Il trionfo della volontà è un film di propaganda nazionalsocialista del 1935, diretto da Leni Riefenstahl.

Ogni cambiamento della società, mi riporta a quell’inciso di cui sopra,  “Si stava meglio quando si stava peggio”. Si stava meglio senza UE e senza Euro, si stava meglio quando c’era Craxi, si stava meglio prima del Britannia, si stava meglio prima del Covid, si stava meglio quando c’era Lui, si stava meglio quando “l’omo a ad esse omo” (Taricone Docet), si stava meglio quando la “paghetta” te la davano i genitori invece che lo stato chiamandolo “reddito di cittadinanza”, si stava meglio quando dal barbiere raccontavi dell’ultima conquista, senza passare da “sessista”, ascoltavi “Colpa d’Alfredo

Colpa d’Alfredo

«Ho perso un’altra occasione buona stasera

È andata a casa con il negro, la troia!

Mi son distratto un attimo

Colpa d’Alfredo

Che con i suoi discorsi seri e inopportuni

Mi fa sciupare tutte le occasioni» (incipit del brano)

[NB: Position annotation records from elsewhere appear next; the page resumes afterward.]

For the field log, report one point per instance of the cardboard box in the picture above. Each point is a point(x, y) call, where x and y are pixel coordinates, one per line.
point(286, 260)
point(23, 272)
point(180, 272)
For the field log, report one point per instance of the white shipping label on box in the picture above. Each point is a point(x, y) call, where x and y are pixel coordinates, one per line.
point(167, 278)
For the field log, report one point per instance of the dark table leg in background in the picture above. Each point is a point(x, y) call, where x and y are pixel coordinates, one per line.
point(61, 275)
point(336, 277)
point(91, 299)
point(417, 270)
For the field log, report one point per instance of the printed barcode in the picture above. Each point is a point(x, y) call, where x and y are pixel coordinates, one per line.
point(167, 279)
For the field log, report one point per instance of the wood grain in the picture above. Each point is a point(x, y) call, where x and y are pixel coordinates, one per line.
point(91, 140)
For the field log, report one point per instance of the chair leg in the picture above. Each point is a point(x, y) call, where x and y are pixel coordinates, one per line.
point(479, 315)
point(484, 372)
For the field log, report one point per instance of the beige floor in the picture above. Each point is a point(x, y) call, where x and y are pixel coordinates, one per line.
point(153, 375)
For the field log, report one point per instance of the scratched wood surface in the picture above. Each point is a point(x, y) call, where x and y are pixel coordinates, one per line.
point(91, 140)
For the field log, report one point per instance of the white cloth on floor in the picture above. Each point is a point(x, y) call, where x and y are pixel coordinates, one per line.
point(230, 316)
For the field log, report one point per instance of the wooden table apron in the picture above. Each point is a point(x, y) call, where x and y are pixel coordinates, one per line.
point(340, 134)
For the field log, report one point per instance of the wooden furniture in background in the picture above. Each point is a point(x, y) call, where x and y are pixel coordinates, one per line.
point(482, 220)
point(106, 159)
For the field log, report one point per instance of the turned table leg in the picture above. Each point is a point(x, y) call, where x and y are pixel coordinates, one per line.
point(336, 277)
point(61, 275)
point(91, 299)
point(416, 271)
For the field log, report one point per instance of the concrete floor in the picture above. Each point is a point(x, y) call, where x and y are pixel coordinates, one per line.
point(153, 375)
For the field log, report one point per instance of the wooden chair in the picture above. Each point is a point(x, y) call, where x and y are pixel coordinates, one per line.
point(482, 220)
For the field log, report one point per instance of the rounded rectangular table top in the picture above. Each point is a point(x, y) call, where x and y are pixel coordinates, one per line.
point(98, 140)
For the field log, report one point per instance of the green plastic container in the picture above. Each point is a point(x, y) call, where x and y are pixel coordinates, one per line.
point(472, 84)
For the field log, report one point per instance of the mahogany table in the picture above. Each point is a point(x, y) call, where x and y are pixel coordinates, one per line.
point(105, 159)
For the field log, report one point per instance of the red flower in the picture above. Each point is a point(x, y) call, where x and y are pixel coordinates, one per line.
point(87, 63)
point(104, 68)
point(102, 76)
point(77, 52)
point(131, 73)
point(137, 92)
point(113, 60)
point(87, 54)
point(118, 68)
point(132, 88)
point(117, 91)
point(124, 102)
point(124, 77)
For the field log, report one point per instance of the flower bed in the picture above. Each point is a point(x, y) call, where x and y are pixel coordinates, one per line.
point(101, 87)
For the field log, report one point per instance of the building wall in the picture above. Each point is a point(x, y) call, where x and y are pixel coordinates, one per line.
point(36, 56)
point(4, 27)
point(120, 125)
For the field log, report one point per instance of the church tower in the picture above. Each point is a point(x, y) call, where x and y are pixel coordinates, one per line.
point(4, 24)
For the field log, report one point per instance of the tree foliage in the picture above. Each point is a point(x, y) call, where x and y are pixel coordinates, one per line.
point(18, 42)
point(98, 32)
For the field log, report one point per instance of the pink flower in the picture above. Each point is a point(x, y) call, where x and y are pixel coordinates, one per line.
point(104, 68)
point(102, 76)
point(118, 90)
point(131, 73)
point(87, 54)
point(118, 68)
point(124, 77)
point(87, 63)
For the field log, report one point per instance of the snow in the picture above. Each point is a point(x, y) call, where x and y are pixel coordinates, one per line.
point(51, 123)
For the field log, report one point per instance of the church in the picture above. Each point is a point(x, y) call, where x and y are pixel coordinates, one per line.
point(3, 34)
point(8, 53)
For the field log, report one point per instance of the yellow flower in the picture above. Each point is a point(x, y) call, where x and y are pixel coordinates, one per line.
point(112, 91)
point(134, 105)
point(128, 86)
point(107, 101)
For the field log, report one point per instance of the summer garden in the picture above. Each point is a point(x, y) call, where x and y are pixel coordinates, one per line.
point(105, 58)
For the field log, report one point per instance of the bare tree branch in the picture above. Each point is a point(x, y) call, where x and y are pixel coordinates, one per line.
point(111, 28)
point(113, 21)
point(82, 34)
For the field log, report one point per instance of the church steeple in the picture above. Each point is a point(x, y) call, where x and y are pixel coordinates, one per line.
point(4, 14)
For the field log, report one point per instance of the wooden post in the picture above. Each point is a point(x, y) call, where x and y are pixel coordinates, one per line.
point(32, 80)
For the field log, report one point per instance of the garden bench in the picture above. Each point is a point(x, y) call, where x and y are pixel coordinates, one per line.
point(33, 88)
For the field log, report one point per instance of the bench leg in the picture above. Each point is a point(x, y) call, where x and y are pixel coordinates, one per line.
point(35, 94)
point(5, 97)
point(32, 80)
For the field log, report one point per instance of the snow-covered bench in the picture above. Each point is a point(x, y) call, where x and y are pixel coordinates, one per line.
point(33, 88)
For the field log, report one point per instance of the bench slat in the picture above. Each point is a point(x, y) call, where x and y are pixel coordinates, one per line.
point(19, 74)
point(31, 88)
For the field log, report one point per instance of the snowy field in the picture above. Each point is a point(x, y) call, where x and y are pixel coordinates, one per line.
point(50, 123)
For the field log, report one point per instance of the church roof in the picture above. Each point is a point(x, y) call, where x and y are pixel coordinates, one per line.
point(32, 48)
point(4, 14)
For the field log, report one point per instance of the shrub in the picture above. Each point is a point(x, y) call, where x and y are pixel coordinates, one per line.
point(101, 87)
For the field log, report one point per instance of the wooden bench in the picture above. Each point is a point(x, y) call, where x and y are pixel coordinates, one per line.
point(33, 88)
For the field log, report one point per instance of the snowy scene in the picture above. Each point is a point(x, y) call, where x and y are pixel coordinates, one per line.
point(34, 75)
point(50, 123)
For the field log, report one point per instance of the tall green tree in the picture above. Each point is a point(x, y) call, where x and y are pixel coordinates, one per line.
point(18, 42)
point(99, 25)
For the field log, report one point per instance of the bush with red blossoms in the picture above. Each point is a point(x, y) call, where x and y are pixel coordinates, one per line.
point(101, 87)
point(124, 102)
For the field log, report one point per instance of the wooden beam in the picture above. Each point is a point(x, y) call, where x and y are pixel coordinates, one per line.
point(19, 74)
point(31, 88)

senza passare da “razzista”, quando nel vocabolario non c’erano parole vietate, quando valutavi se comprare l’unguento miracoloso che faceva crescere i peli: “pilu pe’ tutti, tutto pe u pilu” farà dire Antonio Albanese al personaggio di Cetto la Qualunque. Provo nostalgia per il barbiere, per il Lando, e per il calendarietto da mettere nel portafoglio, e perché no, per l’anacronistico “pilu”, l’assurdo è che questa affermazione secondo le leggi vigenti, non mi fa passare per un vecchio satiro da indicare con ironia e compassione, ma per un pericoloso criminale, mi vedo già, manette ai polsi verso il mio destino canticchiando una hit di Diana del Bufalo.